In un momento bizzarro, mia madre chiede con simpatia, vuoi che spenga la telecamera? E io dico, tra le lacrime, No. È come se sapessi che, anni dopo, avrei scritto un pezzo su questo. Oppure ero semplicemente strano. In ogni caso, è un ottimo cinema.
Perché avevo così paura? La paura non era basata su nulla di tangibile. Non pensavo che il bagno fosse un mostro o qualcosa del genere. Piuttosto, era un terrore esistenziale radicato nella paura del cambiamento. Mi piaceva la mia vita, mi piaceva essere un bambino e, in un certo senso, usare il bagno sarebbe stato il primo passo importante sul mio cammino verso l'oscurità dell'età adulta.

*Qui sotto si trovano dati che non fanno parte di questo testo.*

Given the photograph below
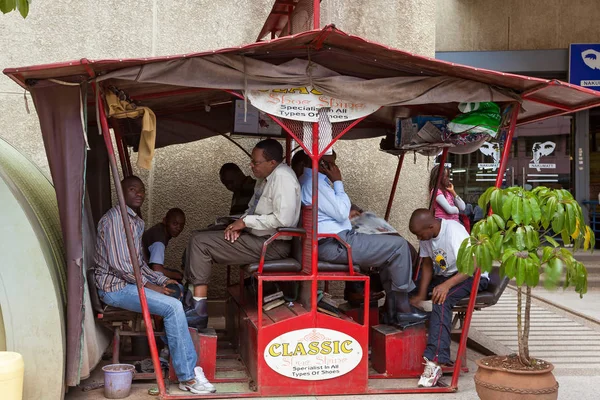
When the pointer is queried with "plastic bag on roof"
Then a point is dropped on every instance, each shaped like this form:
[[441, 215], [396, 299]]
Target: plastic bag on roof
[[477, 118]]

Mi piaceva molto anche fare la cacca nei pannolini. In effetti, ricordo vividamente com'era. E ragazzi: ci stiamo perdendo. Fare la cacca nel pannolino è sempre stato il momento clou della mia giornata. Non mi siederei vergognosamente in un angolo e farei i miei affari; questo era il mio momento di riflessione. Ricordo che passeggiavo con il pannolino mentre andavo, sognando ad occhi aperti, parlando con i miei amici immaginari, pontificando sul significato della vita. L'atto rilassante ha liberato la mia immaginazione in modi impareggiabili.
Il pannolino faceva parte della mia identità. Era quello che ero. Quindi in quel video, quando finalmente mi arrendo e uso il bagno, non vedo solo nei miei occhi la sensazione di sollievo. Vedo la paura dell'ignoto, la paura del cambiamento e, in definitiva, la morte. Più avanti nel video, quando ricevo tutti i regali promessi per fare progressi, vedo ancora quella paura tra la gioia indotta dalla corruzione. La toilette è il timpano della marcia funebre del cambiamento, che ci dà un ritmo mentre tutti marciamo verso la tomba.

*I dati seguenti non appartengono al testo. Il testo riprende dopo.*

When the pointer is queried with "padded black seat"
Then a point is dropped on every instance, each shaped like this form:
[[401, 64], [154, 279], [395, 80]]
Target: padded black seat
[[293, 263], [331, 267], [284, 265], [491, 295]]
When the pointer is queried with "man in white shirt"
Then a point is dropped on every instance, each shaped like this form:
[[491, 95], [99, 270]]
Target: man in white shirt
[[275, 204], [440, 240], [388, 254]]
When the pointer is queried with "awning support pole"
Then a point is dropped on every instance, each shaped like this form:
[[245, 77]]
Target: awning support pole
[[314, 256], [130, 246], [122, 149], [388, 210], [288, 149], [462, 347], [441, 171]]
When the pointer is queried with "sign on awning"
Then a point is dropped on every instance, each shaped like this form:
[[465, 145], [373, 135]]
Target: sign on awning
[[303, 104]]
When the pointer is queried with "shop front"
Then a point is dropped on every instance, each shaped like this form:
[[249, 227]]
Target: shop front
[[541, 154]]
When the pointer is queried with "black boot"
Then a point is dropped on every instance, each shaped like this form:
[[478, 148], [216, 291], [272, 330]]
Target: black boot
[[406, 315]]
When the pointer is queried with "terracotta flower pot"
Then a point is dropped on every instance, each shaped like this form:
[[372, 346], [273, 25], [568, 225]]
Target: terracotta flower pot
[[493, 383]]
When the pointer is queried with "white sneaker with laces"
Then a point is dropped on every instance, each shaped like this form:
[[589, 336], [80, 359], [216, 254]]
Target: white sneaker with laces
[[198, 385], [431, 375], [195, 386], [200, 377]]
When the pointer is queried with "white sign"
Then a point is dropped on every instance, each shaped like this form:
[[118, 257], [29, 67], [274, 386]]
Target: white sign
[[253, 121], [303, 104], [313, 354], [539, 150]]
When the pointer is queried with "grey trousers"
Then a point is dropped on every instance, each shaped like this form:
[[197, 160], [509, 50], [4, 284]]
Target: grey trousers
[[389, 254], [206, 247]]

Epilogo: ora amo fare la cacca nel cesso. In effetti, sul set delle mie serie TV sono noto per le frequenti pause bagno. Lo faccio perché non solo metabolizzo il cibo molto velocemente, ma anche perché il bagno è il luogo di lavoro in cui mi sento più a mio agio. Su di esso, posso stare da solo, raccogliere i miei pensieri e, naturalmente, controllare Instagram. Posso ricadere nel mondo tranquillo e introspettivo dell'essere figlio unico solo per un momento fino a quando qualcuno mi scrive, DOVE SEI, SEI MORTO, ABBIAMO BISOGNO DI TE SUL SET.

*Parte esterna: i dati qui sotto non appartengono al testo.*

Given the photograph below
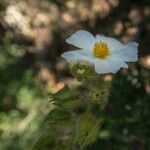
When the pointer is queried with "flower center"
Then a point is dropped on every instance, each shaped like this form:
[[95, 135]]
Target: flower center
[[101, 50]]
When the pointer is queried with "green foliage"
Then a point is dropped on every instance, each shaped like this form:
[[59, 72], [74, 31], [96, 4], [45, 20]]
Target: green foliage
[[88, 130], [20, 98], [58, 126]]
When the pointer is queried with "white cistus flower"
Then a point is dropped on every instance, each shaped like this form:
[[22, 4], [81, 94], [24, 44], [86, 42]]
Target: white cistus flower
[[107, 54]]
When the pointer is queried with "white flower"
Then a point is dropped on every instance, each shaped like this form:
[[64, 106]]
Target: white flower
[[107, 54]]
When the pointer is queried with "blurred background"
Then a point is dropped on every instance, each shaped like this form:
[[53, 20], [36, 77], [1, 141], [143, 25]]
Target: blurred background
[[32, 38]]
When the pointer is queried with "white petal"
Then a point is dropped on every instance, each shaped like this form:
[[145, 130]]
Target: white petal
[[128, 53], [109, 65], [102, 66], [78, 55], [112, 43], [82, 39]]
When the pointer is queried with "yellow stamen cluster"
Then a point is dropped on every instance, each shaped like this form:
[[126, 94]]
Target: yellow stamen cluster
[[101, 50]]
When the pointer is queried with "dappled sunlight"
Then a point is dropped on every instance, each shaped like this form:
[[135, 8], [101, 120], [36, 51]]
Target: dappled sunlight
[[32, 39]]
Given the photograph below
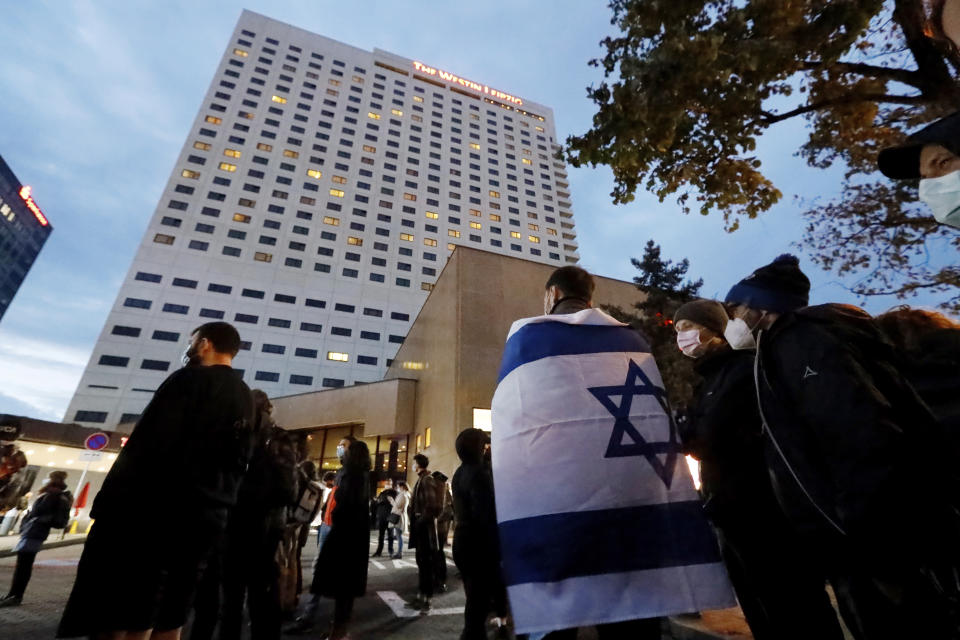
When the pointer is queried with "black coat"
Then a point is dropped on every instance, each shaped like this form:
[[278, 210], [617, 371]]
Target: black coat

Ventisei anni dopo, ho ancora paura del cambiamento, ma ora accetto la paura. Quando accadono grandi eventi della vita, è naturale avere paura. Avevo paura quando mi sono fidanzato. avevo paura quando Ex fidanzata pazza è stato ordinato di serie. E sì, chi ero dentro è cambiato dopo questi grandi eventi, ma è stato il cambiamento che mi ha reso una persona migliore. Il cambiamento è inevitabile e, se provi a combatterlo, la vita alla fine ti toglierà i pannolini e ti costringerà a crescere.